In Table 5, ${\sigma }_{\mathrm{int}}\sim 0.1$ for the COH model: while consistent with previous analyses on real data, it is 20% smaller than the input scatter value (${\sigma }_{\mathrm{coh}}=0.13$) used in the simulation. The presence of CC contamination has no effect on ${\sigma }_{\mathrm{int}}$, as verified by a BBC fit that excludes true CC and the CC likelihood. As described above, we expect that ${\sigma }_{\mathrm{int}}\lt {\sigma }_{\mathrm{coh}}$ because of the SALT-II model uncertainties. To verify this effect, we refer to our simplified simulation test (Section 6) with the COH model and no SALT-II model uncertainties: the BBC-fitted ${\sigma }_{\mathrm{int}}$ agrees well with the input ${\sigma }_{\mathrm{coh}}$ value, as shown in the ${\sigma }_{\mathrm{int}}/0.13$ column in Table 4.

For the G10 scatter model, ${\sigma }_{\mathrm{int}}\simeq 0.076$ mag and is significantly below previous measurements; this discrepancy suggests either a problem with the underlying model or with the implementation in the simulation. For the C11 model, ${\sigma }_{\mathrm{int}}\simeq 0.1$ mag and is in good agreement with previous measurements. To check the BBC-fitted values, we have computed the true ${\sigma }_{\mathrm{int}}$ value from low-redshift (high S/N) events by adjusting the rms of $({\mu }_{i}-{\mu }_{\mathrm{true}})/{\sigma }_{\mu ,i}$ and using the true values of α and β: the computed ${\sigma }_{\mathrm{int}}$ agree well with the BBC-fitted ${\sigma }_{\mathrm{int}}$ for all intrinsic scatter models.
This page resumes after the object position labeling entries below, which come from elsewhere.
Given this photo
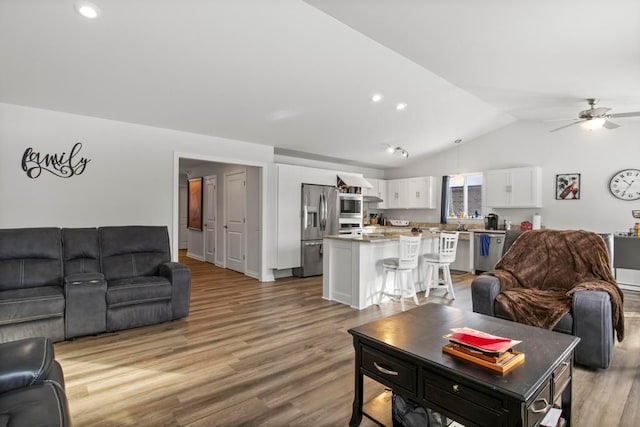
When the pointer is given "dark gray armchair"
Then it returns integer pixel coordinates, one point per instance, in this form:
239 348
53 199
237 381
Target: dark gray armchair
143 285
590 317
32 389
8. Comparison with Other Bias-correction Methods

Here we compare the BBC method with other HD-fitting methods. First, we show in Section 8.1 the impact from using incorrect fitting methods: leaving out the Gaussian normalization and/or the distance-bias corrections. Next, we discuss in Section 8.2 previous analyses that used a redshift-dependent distance-bias correction.
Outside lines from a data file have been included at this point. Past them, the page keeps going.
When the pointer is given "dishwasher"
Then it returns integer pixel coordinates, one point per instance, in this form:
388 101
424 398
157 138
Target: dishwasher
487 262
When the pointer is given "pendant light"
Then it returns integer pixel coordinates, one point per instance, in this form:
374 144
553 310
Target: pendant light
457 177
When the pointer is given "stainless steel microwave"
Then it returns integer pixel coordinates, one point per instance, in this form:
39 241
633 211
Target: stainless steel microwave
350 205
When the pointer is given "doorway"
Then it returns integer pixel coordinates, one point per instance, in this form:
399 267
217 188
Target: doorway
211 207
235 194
8.1. Incorrect Fitting Methods

Several recent SN Ia analyses are based on the traditional ${\chi }_{\mathrm{HD}}^{2}$ approach (Equation (3)) to HD fitting (Conley et al. 2011; Betoule et al. 2014; Rest et al. 2014; Scolnic et al. 2014a). While some approaches have included a redshift-dependent bias correction (e.g., Section 8.2), the Gaussian normalization term, $-2\mathrm{ln}(\sigma )$, has not been included because it results in large biases (e.g., see Appendix B of Conley et al. 2011). The issue is explained in March et al. (2011): the uncertainties on the color and stretch are comparable to the natural width of the parent distributions, particularly at higher redshifts, and therefore the Gaussian-error assumption in the ${\chi }^{2}$ likelihood is not valid. Their solution is to model the color and stretch distributions within the BHM framework. Our BBC method uses bias corrections to model the correct mean in small 5D bins.

Within the BBC framework, both the Gaussian normalization term and bias corrections are needed, and leaving out either results in a large bias, as shown in Table 6. The first two rows of Table 6 show the effect of including the Gaussian normalization term without bias corrections: the fitted α and β are ∼20% below their true values, and the w-bias is greater than +0.1. The next two rows show the effect of including bias corrections without the Gaussian normalization term: the fitted α and β are ∼30% above their true values, and the w-bias is almost −0.1. The last two rows show the effect of leaving out the Gaussian normalization and bias corrections: the fitted α and β are 5%–10% away from their true values and the w-bias is ∼0.04. It is interesting to note that leaving out either the Gaussian normalization or bias corrections results in large fit biases with opposite signs; leaving out both corrections results in some cancellation and significantly smaller biases. Using the BBC method results in much smaller biases, as shown in Table 4.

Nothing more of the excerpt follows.